Burgeson reached out with his left hand and yanked the bell rope, without taking his eyes off the message tape. A few seconds later Citizen Supervisor Philips stuck his head round the partition. “You called, citizen?”
“Yes.” Burgeson shoved the newspaper stack to one side, so that they overflowed the desk and drifted down across the empty rifle rack beside it. “Something urgent has come up back East. I need to be in Boston as soon as possible.”
“Boston?” Philips raised a thin eyebrow. “What about the campaign, citizen?”
“The campaign can continue without me for a couple of days.” Burgeson stared at Philips. Dried-out and etiolated, the officer resembled a praying mantis in a black uniform: but he was an efficient organizer, indeed had pulled together the staff and crew for this campaign train at short notice. “We’ve hit New Brentford and Jensenville in the past two days, you’ve seen how I want things done: Occupy the local paper’s offices, vet the correspondents, deal with any who are unreliable and promote our cadres in their place. Continue to monitor as you move on.” The two-thousand-ton armored war train, bristling with machine guns and black-clad Freedom Riders, was probably unique in history in having its own offset press and typesetting carriage; but as Erasmus had argued the point with Sir Adam, this was a war of public perception—and despite the technowizardry of the videography engineers, public perceptions were still shaped by hot metal type. “Keep moving, look for royal blue newspapers and insure that you leave only red freedom-lovers in your wake.”

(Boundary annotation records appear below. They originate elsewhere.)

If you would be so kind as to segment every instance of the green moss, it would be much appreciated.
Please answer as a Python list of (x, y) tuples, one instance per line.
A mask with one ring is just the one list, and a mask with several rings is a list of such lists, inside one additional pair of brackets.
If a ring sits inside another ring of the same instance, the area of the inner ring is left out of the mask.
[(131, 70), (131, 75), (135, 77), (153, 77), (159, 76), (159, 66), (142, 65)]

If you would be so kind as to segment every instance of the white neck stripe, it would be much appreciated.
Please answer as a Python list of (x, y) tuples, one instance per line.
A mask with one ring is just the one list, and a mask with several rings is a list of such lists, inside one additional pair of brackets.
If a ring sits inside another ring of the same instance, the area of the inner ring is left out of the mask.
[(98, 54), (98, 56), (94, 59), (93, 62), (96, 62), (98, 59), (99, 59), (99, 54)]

“I think I can do that, sir.” Philips nodded. “Difficult cases…?”
“Use your discretion.”
“If it’s Boston you want, there’s an aerodrome near Raleigh that’s loyal,” Philips offered. “I’ll wire them to put a scout at your disposal?”
“Do that.” Burgeson winced. Flying tended to make him air-sick, even in the modern fully-enclosed mail planes that had been coming in recently. “I need to be there as soon as possible.”

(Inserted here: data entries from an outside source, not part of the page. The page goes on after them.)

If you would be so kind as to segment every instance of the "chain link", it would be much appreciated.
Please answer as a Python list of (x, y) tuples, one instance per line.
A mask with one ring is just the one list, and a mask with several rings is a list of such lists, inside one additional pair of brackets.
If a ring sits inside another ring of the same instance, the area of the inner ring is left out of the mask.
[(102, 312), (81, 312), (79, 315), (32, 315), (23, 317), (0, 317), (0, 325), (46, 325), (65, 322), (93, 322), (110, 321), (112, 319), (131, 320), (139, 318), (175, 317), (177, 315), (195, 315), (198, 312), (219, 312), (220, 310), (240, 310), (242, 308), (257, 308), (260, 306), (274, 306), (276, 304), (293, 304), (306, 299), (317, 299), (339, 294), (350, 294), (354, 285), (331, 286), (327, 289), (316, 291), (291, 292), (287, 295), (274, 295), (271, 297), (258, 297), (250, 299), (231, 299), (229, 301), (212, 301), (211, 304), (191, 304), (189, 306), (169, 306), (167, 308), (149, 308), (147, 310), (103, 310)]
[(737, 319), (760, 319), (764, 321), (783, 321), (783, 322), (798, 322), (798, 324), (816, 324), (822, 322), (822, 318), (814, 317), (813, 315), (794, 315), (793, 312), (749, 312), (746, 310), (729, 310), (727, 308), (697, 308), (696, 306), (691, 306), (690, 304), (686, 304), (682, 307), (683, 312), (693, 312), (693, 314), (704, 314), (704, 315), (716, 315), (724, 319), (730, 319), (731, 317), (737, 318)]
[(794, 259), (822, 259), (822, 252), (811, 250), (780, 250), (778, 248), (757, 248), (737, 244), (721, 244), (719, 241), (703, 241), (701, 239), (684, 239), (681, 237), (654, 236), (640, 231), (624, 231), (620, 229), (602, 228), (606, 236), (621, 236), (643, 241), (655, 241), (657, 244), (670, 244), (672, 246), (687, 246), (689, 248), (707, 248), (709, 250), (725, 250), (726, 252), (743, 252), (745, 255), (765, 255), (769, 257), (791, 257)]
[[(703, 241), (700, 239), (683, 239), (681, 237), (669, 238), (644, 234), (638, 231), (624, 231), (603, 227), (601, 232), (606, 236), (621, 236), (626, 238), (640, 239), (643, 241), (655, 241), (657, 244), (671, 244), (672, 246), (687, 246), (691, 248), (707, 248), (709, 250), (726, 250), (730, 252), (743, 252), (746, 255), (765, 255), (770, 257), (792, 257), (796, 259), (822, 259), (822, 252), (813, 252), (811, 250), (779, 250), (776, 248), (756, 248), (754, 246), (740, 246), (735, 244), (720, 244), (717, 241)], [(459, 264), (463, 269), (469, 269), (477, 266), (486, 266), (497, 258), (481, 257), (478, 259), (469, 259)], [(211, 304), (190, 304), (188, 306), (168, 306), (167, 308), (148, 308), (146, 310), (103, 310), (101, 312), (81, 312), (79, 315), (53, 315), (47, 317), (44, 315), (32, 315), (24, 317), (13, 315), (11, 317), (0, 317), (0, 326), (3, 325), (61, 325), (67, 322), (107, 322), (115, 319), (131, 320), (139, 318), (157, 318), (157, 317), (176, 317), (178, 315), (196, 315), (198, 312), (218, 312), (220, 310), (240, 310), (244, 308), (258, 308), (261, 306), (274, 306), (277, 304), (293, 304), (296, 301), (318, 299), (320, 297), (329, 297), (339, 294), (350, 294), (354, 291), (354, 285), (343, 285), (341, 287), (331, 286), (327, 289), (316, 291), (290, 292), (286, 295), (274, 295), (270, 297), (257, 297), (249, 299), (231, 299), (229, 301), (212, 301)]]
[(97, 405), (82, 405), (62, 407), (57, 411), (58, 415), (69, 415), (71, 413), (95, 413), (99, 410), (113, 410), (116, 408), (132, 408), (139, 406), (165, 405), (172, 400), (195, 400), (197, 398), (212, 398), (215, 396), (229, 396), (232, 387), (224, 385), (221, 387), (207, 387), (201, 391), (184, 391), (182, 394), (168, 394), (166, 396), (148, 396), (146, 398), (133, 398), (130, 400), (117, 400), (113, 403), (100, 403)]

“Absolutely, citizen. I’ll put the wheels in motion at once.” And, true to his word, almost as soon as Philips disappeared there came an almighty squeal of brakes from beneath the train.
* * *
The past week had been one long nightmare for Paulette Milan.

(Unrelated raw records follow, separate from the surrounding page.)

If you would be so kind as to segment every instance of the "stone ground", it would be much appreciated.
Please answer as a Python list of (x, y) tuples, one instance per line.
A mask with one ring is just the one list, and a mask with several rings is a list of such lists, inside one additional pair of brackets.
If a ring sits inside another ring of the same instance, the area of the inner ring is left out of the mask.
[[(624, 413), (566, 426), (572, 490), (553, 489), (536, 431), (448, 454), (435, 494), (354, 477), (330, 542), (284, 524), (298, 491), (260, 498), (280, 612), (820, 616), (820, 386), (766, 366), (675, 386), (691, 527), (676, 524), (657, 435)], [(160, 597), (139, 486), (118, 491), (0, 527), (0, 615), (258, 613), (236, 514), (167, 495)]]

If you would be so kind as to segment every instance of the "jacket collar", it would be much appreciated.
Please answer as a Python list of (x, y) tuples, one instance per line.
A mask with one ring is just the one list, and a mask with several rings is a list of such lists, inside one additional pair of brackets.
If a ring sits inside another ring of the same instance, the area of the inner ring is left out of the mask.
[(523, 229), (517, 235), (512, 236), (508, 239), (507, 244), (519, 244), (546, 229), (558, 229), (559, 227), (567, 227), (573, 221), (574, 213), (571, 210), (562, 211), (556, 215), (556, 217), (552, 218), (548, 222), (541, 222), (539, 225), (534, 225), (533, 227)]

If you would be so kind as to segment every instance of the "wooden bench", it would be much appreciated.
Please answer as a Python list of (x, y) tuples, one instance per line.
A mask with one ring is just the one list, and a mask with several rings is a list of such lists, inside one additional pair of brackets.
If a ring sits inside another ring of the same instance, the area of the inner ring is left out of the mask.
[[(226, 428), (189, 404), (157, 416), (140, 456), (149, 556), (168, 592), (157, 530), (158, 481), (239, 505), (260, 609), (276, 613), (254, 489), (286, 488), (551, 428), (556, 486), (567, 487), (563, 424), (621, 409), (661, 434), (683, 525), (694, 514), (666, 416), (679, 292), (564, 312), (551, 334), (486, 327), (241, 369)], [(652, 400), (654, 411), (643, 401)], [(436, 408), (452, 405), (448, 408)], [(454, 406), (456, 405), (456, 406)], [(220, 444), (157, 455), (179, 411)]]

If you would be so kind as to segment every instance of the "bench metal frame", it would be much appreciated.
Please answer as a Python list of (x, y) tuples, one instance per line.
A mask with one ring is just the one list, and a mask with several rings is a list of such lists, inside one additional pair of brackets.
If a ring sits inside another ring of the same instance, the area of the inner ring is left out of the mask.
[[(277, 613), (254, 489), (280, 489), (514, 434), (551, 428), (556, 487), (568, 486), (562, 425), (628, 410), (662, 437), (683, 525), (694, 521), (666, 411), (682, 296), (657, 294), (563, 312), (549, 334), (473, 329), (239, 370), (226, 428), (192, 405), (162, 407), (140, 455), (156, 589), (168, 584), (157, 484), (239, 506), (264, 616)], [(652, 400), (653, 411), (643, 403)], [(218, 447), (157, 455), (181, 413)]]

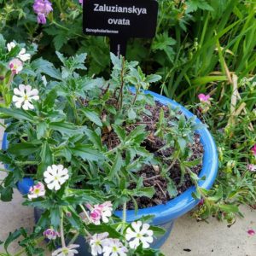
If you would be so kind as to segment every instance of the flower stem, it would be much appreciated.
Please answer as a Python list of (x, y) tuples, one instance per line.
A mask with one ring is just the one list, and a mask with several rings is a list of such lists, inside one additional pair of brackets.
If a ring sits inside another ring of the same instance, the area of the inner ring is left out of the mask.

She’d been a fascinated observer of Miriam’s adventures, in the wake of the horrible morning a year ago when they’d both lost their jobs; and later, when Miriam had sucked her into running an office for her—funneling resources to an extradimensional business start-up—she’d been able to square it with her conscience because she agreed with Miriam’s goals. If the Clan, Miriam’s criminal extended family, could be diverted into some other line of business, that was cool. And if some of their money stuck to Paulie’s fingertips in the form of wages, well, as long as the wages weren’t coming in for anything illegal on her part, that was fine, too.
But things hadn’t worked out. First Miriam had vanished for nearly six months—a virtual prisoner, held under house arrest for much of that time. The money pipeline had slammed shut, leaving Paulie looking for a job in the middle of a recession. Then things got worse. About six weeks ago Miriam’s friends—or co-conspirators, or cousins, or whatever—Olga and Brill had turned up on her doorstep and made her the kind of offer you weren’t allowed to refuse if you knew what was good for you. There was a fat line of credit to sweeten the pill, but it left Paulie looking over her shoulder nervously. You didn’t hand out that kind of money just to open an office, in her experience. And there had been dark hints about internal politics within the Clan, a civil war, and the feds nosing around.